The Pennsylvania Supreme Court stepped into the Philadelphia DA’s office and blew the whistle. In a King’s Bench opinion, the high court reversed a criminal-court decision that had granted a new trial to Lavar Brown after the Philadelphia District Attorney’s Office conceded relief — and it slammed the DA’s conduct as unreliable, misleading, and dangerous to public safety. The ruling forces the Pennsylvania Office of Attorney General to be notified and given the right to intervene when the DAO concedes in PCRA cases.

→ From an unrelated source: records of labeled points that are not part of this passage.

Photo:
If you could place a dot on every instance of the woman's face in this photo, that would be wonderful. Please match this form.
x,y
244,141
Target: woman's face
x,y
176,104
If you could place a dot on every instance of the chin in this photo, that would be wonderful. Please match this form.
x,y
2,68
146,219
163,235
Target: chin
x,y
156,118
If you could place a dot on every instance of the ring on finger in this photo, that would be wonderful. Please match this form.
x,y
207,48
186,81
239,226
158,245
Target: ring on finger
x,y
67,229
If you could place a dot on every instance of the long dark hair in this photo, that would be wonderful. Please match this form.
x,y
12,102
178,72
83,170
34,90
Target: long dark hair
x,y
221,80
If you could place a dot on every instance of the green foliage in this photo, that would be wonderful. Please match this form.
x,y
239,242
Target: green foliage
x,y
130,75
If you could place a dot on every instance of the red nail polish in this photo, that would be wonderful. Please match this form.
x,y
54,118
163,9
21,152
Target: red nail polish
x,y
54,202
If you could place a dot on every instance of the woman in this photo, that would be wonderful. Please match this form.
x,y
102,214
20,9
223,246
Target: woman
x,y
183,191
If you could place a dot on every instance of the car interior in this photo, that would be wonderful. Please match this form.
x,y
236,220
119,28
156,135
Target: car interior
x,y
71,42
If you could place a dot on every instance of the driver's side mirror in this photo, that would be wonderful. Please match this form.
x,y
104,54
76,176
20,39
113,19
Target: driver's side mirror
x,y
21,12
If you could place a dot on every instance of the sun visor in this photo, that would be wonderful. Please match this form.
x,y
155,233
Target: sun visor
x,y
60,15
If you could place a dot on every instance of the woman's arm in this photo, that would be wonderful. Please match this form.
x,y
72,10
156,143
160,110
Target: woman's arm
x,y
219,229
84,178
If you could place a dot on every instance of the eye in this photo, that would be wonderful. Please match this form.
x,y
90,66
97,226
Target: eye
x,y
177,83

Pennsylvania Supreme Court reprimands Philadelphia District Attorney Larry Krasner
The court’s opinion, written under King’s Bench authority, found that the Philadelphia District Attorney’s Office repeatedly conceded relief in serious cases without doing the work required to prove those concessions were justified. The ruling says the DAO conceded relief in the Brown case even though the record did not support it, that the office misled the court, withheld material evidence, submitted a false stipulation, and failed to investigate. Those are not mere procedural mistakes — they are failures that put victims and communities at risk.
What the court found and why it matters
The opinion notes the DAO has conceded relief more than 100 times since 2018, largely in murder cases, and that the Conviction Integrity Unit still has over 1,000 cases to review. Because the problem looked systemic rather than isolated, the Supreme Court reversed the grant of a new trial in the Lavar Brown matter and ordered sweeping procedural changes: lower courts must notify the Pennsylvania Office of Attorney General and allow it to intervene in any PCRA case where the DAO concedes relief. The goal is to add an independent check to make sure concessions are honest and complete.

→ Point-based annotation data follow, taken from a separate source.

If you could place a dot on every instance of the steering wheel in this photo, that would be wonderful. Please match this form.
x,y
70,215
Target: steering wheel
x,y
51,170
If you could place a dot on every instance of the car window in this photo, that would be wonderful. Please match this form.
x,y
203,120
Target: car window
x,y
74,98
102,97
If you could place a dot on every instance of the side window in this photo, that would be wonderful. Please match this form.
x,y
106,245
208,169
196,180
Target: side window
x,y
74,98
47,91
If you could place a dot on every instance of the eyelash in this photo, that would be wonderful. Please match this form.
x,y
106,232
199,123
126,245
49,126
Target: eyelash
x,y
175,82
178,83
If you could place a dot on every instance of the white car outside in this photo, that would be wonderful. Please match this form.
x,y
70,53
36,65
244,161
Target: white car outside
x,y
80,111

New procedural guardrails: Office of Attorney General now part of the process
Attorney General Dave Sunday praised the court’s decision as a necessary step to protect victims and strengthen confidence in post-conviction review. Practically, OAG intervention will slow down any rush-to-concede strategy, require better disclosure and investigation, and give victims’ families a voice in cases where elected prosecutors are moving to undo convictions. That institutional check matters because it shifts power away from a single DA’s office and toward a statewide oversight role when public safety is at stake.

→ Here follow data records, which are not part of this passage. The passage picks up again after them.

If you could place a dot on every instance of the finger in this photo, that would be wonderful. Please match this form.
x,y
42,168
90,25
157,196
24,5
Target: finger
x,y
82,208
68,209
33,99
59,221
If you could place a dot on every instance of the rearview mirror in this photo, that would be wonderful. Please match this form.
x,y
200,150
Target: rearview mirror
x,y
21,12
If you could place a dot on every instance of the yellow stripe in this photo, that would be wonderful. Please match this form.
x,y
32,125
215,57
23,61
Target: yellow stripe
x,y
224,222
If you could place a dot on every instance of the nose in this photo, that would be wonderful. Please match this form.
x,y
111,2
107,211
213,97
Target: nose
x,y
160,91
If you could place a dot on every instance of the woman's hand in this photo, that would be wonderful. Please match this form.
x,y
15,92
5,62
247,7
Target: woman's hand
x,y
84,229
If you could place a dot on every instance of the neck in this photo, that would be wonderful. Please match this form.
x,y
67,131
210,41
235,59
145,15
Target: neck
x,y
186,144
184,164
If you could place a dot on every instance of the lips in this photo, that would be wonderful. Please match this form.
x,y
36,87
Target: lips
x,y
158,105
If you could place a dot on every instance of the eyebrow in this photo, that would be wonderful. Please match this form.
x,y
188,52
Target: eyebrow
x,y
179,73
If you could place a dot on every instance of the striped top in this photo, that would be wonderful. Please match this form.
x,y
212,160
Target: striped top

Political fallout and what voters should watch
This ruling will be used in the political fight over “criminal justice reform.” Defenders of the Philadelphia DA will say the DA is correcting past injustice. Critics will point to the court’s list of serious misconduct and to outside funding that helped elect the DA as proof this approach has gone off the rails. Whatever your view, the fix is simple: transparency, accountability, and respect for victims. Voters should demand that any conviction review be honest, thorough, and fair — not a shortcut that treats public safety like a political experiment. The Supreme Court just made that demand for them.